Joint filers. Phase-out begins at a MAGI of $200,000.
Phase-out amount. For every $1,000 of income over the single and joint filer threshold, the available deduction declines by $200.
The deduction is “above-the-line,” meaning it is available for both itemizing and non-itemizing taxpayers.
Most car buyers don't have $10,000 of annual loan interest to deduct
The intent of the auto loan interest deduction is to make cars more affordable for buyers, given that average car prices and interest rates remain high. But the benefit for most car buyers who qualify for the deduction will be limited.
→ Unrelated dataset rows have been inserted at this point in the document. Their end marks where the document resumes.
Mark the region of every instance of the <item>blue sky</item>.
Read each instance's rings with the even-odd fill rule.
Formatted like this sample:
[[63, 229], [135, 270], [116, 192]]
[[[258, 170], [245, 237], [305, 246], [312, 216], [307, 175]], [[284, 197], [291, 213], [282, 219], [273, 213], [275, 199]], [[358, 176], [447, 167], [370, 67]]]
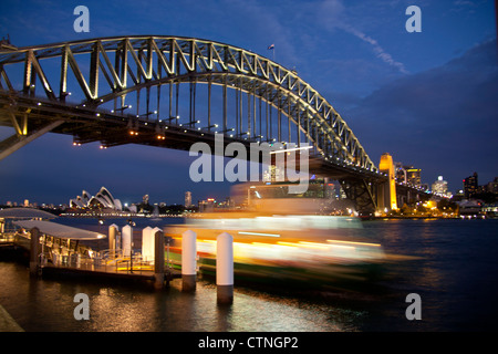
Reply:
[[[73, 10], [90, 10], [90, 33]], [[408, 6], [422, 32], [408, 33]], [[450, 190], [474, 171], [498, 176], [498, 70], [494, 1], [9, 1], [0, 35], [17, 46], [85, 38], [157, 34], [209, 39], [274, 59], [317, 88], [377, 164], [394, 160], [438, 175]], [[0, 131], [6, 136], [6, 129]], [[0, 162], [0, 202], [66, 202], [106, 186], [124, 201], [183, 202], [227, 196], [227, 184], [194, 184], [188, 153], [123, 146], [101, 152], [48, 134]], [[104, 154], [105, 155], [104, 155]]]

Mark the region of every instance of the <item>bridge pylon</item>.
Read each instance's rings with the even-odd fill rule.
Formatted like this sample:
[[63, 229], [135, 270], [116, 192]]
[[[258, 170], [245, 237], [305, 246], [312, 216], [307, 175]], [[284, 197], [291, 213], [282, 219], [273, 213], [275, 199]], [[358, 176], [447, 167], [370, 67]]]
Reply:
[[387, 180], [380, 184], [377, 188], [377, 211], [396, 210], [396, 179], [394, 176], [393, 157], [385, 153], [381, 156], [378, 170], [387, 175]]

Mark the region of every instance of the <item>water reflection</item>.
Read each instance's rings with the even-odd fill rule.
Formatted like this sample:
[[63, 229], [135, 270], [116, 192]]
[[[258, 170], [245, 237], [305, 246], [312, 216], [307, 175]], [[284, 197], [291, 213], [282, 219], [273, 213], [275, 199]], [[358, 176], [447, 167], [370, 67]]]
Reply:
[[[408, 220], [406, 220], [408, 221]], [[497, 327], [496, 220], [365, 222], [362, 236], [390, 253], [419, 258], [395, 263], [381, 290], [330, 289], [305, 296], [237, 283], [231, 306], [219, 306], [216, 287], [200, 279], [195, 293], [96, 283], [37, 280], [27, 264], [0, 261], [0, 304], [25, 331], [333, 332], [453, 331]], [[463, 223], [464, 222], [464, 223]], [[476, 232], [476, 226], [478, 231]], [[474, 230], [474, 232], [473, 232]], [[405, 317], [405, 296], [419, 293], [423, 321]], [[90, 321], [73, 316], [76, 293], [90, 296]]]

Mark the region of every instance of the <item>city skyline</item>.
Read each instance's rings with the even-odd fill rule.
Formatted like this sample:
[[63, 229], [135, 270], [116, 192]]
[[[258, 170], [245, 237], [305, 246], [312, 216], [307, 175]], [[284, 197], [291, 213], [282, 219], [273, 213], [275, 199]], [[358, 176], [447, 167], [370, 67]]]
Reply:
[[[79, 3], [80, 4], [80, 3]], [[491, 181], [498, 143], [496, 21], [492, 1], [85, 1], [90, 33], [73, 31], [75, 3], [4, 1], [1, 35], [17, 46], [122, 34], [212, 39], [273, 59], [315, 87], [344, 117], [372, 160], [390, 153], [422, 170], [432, 185], [445, 176], [453, 192], [474, 171]], [[422, 10], [422, 32], [408, 33], [405, 9]], [[229, 17], [217, 9], [224, 8]], [[116, 13], [118, 15], [115, 15]], [[175, 13], [172, 15], [169, 13]], [[208, 15], [207, 15], [208, 14]], [[165, 21], [166, 20], [166, 21]], [[33, 35], [32, 33], [37, 33]], [[273, 50], [268, 50], [274, 44]], [[340, 50], [338, 50], [340, 49]], [[0, 139], [12, 134], [0, 128]], [[0, 160], [2, 202], [68, 202], [81, 191], [108, 187], [123, 202], [181, 204], [185, 191], [222, 199], [229, 183], [189, 179], [188, 152], [126, 145], [72, 146], [46, 134]]]

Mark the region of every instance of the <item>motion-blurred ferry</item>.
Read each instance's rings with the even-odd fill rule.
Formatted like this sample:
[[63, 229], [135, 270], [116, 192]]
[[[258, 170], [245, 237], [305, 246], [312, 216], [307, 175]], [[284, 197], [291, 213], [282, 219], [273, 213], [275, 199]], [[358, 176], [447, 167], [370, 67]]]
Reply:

Consider a buyer who finances a $50,000 vehicle with a 6.5% APR on a 60-month loan. That loan would come with a monthly payment of about $980 and total interest of roughly $8,700 over the life of the loan. In the first year, the borrower would pay around $3,200 in interest — well below the $10,000 annual cap on deductible auto loan interest.
Because this is a deduction, not a tax credit, the savings depend on the borrower’s tax bracket. For example, someone in the 22% federal tax bracket who deducts $3,200 in interest would reduce their tax bill by about $700. That benefit would shrink each year as interest payments decline, meaning the total tax savings over the life of the loan would be spread out and front-loaded, not ongoing at the same level.
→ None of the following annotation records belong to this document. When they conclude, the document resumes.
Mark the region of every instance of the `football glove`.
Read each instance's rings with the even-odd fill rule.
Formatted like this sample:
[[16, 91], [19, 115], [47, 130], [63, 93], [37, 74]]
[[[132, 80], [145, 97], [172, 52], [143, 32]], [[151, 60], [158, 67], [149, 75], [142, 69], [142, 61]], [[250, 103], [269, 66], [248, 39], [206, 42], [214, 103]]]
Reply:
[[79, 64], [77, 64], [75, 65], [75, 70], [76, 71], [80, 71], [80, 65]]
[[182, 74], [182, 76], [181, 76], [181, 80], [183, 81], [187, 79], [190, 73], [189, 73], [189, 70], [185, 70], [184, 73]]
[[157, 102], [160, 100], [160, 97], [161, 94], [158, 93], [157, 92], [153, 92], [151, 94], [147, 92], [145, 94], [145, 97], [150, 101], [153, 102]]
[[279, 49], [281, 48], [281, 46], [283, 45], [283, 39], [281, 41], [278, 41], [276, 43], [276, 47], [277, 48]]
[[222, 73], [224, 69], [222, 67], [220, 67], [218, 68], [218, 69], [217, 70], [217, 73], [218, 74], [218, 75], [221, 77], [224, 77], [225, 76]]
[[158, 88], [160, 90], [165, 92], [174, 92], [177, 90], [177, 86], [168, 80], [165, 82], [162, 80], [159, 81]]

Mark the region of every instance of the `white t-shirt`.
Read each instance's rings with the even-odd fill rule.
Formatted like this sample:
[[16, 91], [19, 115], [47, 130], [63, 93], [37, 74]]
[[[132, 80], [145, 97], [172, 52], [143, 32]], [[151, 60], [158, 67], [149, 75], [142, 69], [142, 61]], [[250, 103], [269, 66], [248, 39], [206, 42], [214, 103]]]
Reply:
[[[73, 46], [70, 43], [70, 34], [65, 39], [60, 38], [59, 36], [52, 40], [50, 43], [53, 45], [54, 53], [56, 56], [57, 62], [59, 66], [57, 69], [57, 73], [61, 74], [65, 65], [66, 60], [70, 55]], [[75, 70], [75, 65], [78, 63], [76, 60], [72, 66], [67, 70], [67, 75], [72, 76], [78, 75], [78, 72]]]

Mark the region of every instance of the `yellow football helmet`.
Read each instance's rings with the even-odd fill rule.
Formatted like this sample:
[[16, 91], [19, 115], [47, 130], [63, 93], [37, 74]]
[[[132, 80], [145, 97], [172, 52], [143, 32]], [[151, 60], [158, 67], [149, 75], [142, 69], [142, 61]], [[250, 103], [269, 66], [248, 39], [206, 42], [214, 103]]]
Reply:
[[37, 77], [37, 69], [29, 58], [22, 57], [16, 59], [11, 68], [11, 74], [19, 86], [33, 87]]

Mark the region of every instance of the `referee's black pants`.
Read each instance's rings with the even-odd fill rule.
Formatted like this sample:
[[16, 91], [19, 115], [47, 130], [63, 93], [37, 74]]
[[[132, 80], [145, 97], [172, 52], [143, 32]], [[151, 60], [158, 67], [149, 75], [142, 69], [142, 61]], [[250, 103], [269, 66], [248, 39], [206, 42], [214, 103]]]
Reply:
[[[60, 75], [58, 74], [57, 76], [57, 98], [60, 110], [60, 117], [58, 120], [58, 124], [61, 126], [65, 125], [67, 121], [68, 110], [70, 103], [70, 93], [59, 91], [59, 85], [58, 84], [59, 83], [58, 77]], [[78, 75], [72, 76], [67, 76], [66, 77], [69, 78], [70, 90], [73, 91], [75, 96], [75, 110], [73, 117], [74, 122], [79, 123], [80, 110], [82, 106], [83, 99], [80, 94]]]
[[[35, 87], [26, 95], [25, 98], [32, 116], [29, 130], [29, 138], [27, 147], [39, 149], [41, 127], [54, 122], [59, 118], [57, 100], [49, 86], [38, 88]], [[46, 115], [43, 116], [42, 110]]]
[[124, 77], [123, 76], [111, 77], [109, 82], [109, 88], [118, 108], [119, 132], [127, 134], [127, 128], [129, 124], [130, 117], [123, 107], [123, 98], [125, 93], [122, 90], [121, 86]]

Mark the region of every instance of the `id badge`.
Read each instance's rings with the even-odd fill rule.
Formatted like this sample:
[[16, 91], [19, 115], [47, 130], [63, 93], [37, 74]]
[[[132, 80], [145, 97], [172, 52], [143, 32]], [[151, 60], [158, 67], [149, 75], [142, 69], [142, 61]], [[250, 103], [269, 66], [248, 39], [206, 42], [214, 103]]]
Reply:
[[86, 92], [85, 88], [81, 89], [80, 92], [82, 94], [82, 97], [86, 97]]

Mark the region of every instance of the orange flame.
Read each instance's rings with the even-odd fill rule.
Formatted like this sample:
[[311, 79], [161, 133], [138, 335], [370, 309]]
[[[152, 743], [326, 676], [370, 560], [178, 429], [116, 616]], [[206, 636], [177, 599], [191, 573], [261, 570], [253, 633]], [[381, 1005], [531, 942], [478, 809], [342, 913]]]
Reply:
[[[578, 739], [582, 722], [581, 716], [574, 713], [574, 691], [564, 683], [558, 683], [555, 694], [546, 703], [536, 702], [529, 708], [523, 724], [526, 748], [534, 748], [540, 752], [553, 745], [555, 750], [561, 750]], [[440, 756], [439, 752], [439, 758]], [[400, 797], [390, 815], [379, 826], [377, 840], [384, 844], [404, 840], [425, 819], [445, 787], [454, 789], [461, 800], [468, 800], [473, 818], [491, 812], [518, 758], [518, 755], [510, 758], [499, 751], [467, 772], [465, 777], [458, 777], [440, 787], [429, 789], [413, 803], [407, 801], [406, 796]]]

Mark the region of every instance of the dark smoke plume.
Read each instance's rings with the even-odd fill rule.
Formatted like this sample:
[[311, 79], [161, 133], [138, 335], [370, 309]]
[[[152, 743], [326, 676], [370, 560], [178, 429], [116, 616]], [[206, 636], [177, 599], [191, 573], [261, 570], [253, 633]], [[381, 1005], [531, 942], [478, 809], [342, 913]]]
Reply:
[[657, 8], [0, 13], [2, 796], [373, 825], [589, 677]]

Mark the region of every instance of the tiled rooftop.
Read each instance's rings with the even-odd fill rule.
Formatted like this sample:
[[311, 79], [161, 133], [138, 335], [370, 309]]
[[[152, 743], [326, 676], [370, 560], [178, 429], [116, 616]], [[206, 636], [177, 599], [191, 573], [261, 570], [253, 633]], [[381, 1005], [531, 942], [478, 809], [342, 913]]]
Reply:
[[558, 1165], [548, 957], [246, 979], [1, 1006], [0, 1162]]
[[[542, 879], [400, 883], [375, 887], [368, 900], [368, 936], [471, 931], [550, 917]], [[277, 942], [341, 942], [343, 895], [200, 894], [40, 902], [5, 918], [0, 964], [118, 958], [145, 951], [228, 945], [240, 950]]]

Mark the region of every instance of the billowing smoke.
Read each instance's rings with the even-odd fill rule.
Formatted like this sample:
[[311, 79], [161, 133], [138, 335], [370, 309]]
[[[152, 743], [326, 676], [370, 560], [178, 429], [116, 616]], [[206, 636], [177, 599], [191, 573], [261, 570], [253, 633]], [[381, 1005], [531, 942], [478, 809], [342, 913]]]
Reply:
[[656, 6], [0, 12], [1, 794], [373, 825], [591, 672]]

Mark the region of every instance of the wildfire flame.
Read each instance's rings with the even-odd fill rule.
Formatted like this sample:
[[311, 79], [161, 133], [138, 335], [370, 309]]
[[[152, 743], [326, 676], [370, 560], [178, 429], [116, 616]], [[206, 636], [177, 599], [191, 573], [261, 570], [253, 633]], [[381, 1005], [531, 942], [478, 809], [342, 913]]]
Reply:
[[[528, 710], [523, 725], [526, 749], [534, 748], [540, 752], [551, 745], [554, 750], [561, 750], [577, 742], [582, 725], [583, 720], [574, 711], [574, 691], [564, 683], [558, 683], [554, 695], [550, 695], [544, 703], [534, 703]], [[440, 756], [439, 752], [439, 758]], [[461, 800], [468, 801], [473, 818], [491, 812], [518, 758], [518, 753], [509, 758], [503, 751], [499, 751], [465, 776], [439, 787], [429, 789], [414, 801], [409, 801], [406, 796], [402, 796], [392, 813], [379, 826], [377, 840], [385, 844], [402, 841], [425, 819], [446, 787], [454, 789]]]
That puts the deduction into perspective for most car buyers. While a few hundred dollars in tax savings may help offset high borrowing costs, it’s modest compared with the size of the loan itself. And because the auto loan interest deduction is temporary, applying only to tax years 2025 through 2028, its impact is limited to a relatively short window for buyers financing vehicles during that time.
Also, in the fourth quarter of 2025, the average monthly new car payment was $772, with about one in five new car buyers committing to $1,000+ payments, according to Edmunds.com. So, for most borrowers, the annual tax savings would be less than their monthly car payment.
How to take the auto loan interest tax deduction
For those who do qualify for the auto loan interest deduction, here is how to claim it.
Lenders will be required to provide borrowers with a statement (Form 1098) showing the total amount of auto loan interest paid for that tax year. However, because the deduction was enacted mid-year, the IRS allowed lenders to use alternative methods (such as online portals) to report vehicle loan interest for 2025. If you purchased and financed an eligible car in 2025, and did not receive a statement with total interest paid, contact your lender.
You will need the total interest amount and the vehicle's VIN to complete Schedule 1-A when filing a 2025 tax return. Schedule 1-A is used to claim four new tax deductions created by the OBBBA, including the auto loan tax deduction.
Your VIN can be found on the driver's side dashboard or doorjamb of your car, on your vehicle registration and title, and on your car insurance card and policy.
Consult a tax professional about your eligibility and current IRS guidance for the auto loan interest deduction.
While the auto loan interest deduction may provide some savings, there are other steps you can take to help reduce your cost when buying a car.
1. Research pricing benchmarks. Before stepping into a dealership, look up the fair market value of the vehicle you’re considering. Use online tools likeKelley Blue Book, Edmunds or NADA Guides to get a realistic idea of what you should expect to pay.
2. Understand how auto loans work. If you plan to finance, take time to learn the basics of auto loans — including how car loan length affects your total cost and how your credit profile impacts your interest rate. Being informed can help you avoid unfavorable loan terms.
3. Compare financing offers. Don’t automatically accept the first loan offer you receive. Compare rates and terms from banks, credit unions and online lenders to find the most competitive auto loan. Even a small difference in interest rate can lead to significant savings over time.
4. Use an auto loan calculator. Before applying for a loan, run the numbers using an auto loan calculator. Adjust variables like loan amount, interest rate, term and down payment to find a monthly payment that aligns with your financial goals.